[SERVER-40703] Resource leakage + slowness after creating and deleting few thousands of DBs Created: 17/Apr/19  Updated: 06/Dec/22  Resolved: 26/Jun/20

Status: Closed
Project: Core Server
Component/s: None
Affects Version/s: 3.6.11
Fix Version/s: None

Type: Bug Priority: Major - P3
Reporter: assaf-oren Assignee: Backlog - Storage Engines Team
Resolution: Done Votes: 1
Labels: None
Remaining Estimate: Not Specified
Time Spent: Not Specified
Original Estimate: Not Specified
Environment:

Windows & Linux


Attachments: PNG File 3.6.11-30000_cycles-disk_storage-WiredTiger.png     PNG File Screen Shot 2019-04-18 at 4.39.37 PM.png     PNG File dhandles.png     PNG File heap.png     File test.js     File x-4110.tgz     File x-in-memory.tgz    
Issue Links:
Duplicate
duplicates SERVER-48213 database creation get slower for eac... Closed
Related
related to SERVER-40925 Investigate if checkpoints, sweep and... Backlog
related to WT-4513 Investigate improvements in session's... Closed
is related to SERVER-48213 database creation get slower for eac... Closed
Assigned Teams:
Storage Engines
Participants:
Story Points: 5

 Description   

Creating new DB + collections + indexes and deleting it becomes slow after few thousands of cycles.

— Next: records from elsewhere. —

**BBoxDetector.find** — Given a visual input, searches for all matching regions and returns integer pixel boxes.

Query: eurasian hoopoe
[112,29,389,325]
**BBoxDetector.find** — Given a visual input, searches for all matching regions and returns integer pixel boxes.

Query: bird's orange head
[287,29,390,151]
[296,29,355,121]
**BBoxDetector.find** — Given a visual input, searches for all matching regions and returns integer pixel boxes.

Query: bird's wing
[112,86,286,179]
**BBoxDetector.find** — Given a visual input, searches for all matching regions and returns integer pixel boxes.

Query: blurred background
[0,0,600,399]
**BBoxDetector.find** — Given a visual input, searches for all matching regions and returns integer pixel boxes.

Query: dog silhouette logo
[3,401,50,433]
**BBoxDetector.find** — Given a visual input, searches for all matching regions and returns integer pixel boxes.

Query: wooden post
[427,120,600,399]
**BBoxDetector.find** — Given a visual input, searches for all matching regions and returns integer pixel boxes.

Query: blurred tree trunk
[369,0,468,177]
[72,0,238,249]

The mongo process memory keeps growing although the DBs are deleted so only a single DB is present at any given time. At some point this cycle become more and more slower. It seems around the memory consumption of ~3.5GB.

After stopping the script, the mongo process keeps consuming large amount of CPU and Memory (forever).
If script will be run again, memory will get even higher and also the cycle time.

 

See a simple script to reproduce the issue:

https://github.com/assaf-xm/mongodb-create-drop-dbs/blob/master/test.js

 

And results:

https://github.com/assaf-xm/mongodb-create-drop-dbs/blob/master/3.6.11-in-memory.png

https://github.com/assaf-xm/mongodb-create-drop-dbs/blob/master/3.6.11-regular.png

 

At start timings are fast - 201ms:

2019-04-17T12:11:25.645Z start 3
2019-04-17T12:11:25.654Z connected 3
2019-04-17T12:11:25.655Z collection 0
2019-04-17T12:11:25.672Z collection 1
2019-04-17T12:11:25.690Z collection 2
2019-04-17T12:11:25.706Z collection 3
2019-04-17T12:11:25.726Z collection 4
2019-04-17T12:11:25.742Z collection 5
2019-04-17T12:11:25.760Z collection 6
2019-04-17T12:11:25.779Z collection 7
2019-04-17T12:11:25.796Z collection 8
2019-04-17T12:11:25.812Z collection 9
2019-04-17T12:11:25.828Z drop collection 0
2019-04-17T12:11:25.830Z drop collection 1
2019-04-17T12:11:25.832Z drop collection 2
2019-04-17T12:11:25.833Z drop collection 3
2019-04-17T12:11:25.835Z drop collection 4
2019-04-17T12:11:25.836Z drop collection 5
2019-04-17T12:11:25.838Z drop collection 6
2019-04-17T12:11:25.840Z drop collection 7
2019-04-17T12:11:25.841Z drop collection 8
2019-04-17T12:11:25.843Z drop collection 9
2019-04-17T12:11:25.845Z drop 3
2019-04-17T12:11:25.846Z finish 3 | 201

 

But after 8800 cycles DB operations are much slower - 685ms:

2019-04-17T12:41:20.397Z start 8800
2019-04-17T12:41:20.402Z connected 8800
2019-04-17T12:41:20.402Z collection 0
2019-04-17T12:41:20.486Z collection 1
2019-04-17T12:41:20.557Z collection 2
2019-04-17T12:41:20.642Z collection 3
2019-04-17T12:41:20.716Z collection 4
2019-04-17T12:41:20.773Z collection 5
2019-04-17T12:41:20.831Z collection 6
2019-04-17T12:41:20.877Z collection 7
2019-04-17T12:41:20.916Z collection 8
2019-04-17T12:41:20.959Z collection 9
2019-04-17T12:41:20.999Z drop collection 0
2019-04-17T12:41:21.003Z drop collection 1
2019-04-17T12:41:21.009Z drop collection 2
2019-04-17T12:41:21.018Z drop collection 3
2019-04-17T12:41:21.027Z drop collection 4
2019-04-17T12:41:21.036Z drop collection 5
2019-04-17T12:41:21.042Z drop collection 6
2019-04-17T12:41:21.052Z drop collection 7
2019-04-17T12:41:21.061Z drop collection 8
2019-04-17T12:41:21.071Z drop collection 9
2019-04-17T12:41:21.080Z drop 8800
2019-04-17T12:41:21.082Z finish 8800 | 685

 



 Comments   
Comment by Brian Lane [ 26/Jun/20 ]

Thanks assaf@xmcyber.com - great to hear.

-Brian

Comment by assaf-oren [ 25/Jun/20 ]

Following our latest conversation with Kian Gogan, I checked this with mongo 4.2.3 and the issue doesn't seem to reproduce.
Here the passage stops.